Step 7: Re-Ranking RPN

Finally, you want to see if your actions truly did mitigate risk. Once all risk-mitigating actions have been implemented, the FMEA team should meet and re-rank each value (severity, occurrence and detection) and calculate a new RPN. The old and new RPNs should be compared, and if the risk factors are lower, new actions can be implemented into the design or process phases.


FMEA Template Example

Below is an FMEA template using the airbag example from above. Listed topics are defined as follows:

  • Item: This refers to the item being analyzed, otherwise known as the function.
  • Failure mode: This describes what has gone wrong.
  • Failure effects: This describes the potential impact of the failure.
  • Severity (S): This ranking shows how severely this failure will impact the customer.
  • Causes: List potential causes of how the failure could occur.
  • Occurrence (O): This ranking shows the likelihood of the failure happening and the frequency at which it may occur.
  • Controls: What controls are already in place that could prevent the failure from happening or detect it should it happen?
  • Detection (D): This ranking shows how easy the failure is to detect.
  • RPN: Calculate the RPN and place the number in this column for reference.
  • Recommended actions: List actions that will mitigate the risk of this failure occurring.
  • Responsibility and due date: Assign who should implement the recommended actions and assign a due date.
  • Actions taken: Once the assigned party has implemented the recommended actions, list it here.
  • New RPN: Calculate the new RPN, taking into consideration the newly implemented actions, and compare the new RPN with the old RPN.
FMEA Template

Many people add additional columns to the template after the RPN column to help keep track of action items and track improvement.

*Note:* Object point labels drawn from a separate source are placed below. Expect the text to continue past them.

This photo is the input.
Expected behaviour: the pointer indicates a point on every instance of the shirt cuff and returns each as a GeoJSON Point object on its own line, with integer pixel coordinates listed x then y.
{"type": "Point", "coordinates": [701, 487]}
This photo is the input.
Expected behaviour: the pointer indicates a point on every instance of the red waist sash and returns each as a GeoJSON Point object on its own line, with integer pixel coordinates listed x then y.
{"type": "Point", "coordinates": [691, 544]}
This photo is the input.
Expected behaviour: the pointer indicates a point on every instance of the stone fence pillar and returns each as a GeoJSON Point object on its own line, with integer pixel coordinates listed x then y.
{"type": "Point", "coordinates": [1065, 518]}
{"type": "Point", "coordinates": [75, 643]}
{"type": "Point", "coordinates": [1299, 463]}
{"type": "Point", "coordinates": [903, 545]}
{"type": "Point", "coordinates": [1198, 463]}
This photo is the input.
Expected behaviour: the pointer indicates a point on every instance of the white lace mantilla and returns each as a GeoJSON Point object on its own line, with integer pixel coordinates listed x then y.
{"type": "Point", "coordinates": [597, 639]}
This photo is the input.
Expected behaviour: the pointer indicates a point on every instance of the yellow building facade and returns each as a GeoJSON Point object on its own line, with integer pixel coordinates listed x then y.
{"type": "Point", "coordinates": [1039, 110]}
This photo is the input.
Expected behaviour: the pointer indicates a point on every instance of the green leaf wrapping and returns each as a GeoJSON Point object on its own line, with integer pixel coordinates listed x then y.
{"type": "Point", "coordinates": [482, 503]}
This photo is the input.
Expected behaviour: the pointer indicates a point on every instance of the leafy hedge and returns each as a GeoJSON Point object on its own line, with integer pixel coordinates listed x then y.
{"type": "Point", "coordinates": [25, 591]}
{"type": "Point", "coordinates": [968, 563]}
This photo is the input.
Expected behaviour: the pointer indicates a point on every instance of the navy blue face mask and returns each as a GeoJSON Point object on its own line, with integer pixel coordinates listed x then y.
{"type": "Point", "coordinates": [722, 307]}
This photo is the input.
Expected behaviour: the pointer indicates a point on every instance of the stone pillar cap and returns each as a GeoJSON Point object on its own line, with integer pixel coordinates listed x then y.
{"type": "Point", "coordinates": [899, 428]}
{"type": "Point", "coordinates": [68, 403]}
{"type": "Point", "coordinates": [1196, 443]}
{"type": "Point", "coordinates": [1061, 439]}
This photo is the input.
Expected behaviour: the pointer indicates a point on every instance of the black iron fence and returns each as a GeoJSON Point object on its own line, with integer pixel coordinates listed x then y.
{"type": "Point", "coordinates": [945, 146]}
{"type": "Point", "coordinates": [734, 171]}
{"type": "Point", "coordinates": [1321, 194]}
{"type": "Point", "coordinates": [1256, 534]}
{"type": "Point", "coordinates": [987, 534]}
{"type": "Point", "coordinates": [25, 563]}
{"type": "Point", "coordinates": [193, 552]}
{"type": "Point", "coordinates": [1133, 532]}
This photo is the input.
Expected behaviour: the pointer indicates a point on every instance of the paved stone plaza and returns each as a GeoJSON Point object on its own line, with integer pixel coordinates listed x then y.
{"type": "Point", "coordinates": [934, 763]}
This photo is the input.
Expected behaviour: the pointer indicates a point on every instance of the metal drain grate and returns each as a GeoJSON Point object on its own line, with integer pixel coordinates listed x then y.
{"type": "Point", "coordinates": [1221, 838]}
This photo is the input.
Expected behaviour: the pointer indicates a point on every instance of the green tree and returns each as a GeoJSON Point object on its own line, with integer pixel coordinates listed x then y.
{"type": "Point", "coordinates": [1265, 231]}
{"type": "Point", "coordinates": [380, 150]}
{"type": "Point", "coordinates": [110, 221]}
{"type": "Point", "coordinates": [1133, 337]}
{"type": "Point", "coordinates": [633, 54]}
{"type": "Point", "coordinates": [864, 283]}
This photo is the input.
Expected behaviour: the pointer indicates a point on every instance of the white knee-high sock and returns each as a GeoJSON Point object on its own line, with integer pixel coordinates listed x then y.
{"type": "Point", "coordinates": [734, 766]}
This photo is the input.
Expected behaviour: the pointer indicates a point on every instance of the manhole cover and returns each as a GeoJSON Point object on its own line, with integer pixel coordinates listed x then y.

In the case of our airbag scenario, additional colums might look like this:

  • Recommended actions: Add manual/visual inspection as the first step in the airbag installation process
  • Responsibility and Due Date: Airbag installation technician is responsible (11/15/2019)
  • Action Taken: Step added - manual and visual inspection on the assembly line

Now, you can add new columns for Severity, Occurrence, and Detection to see if the changes made a difference in the RPN.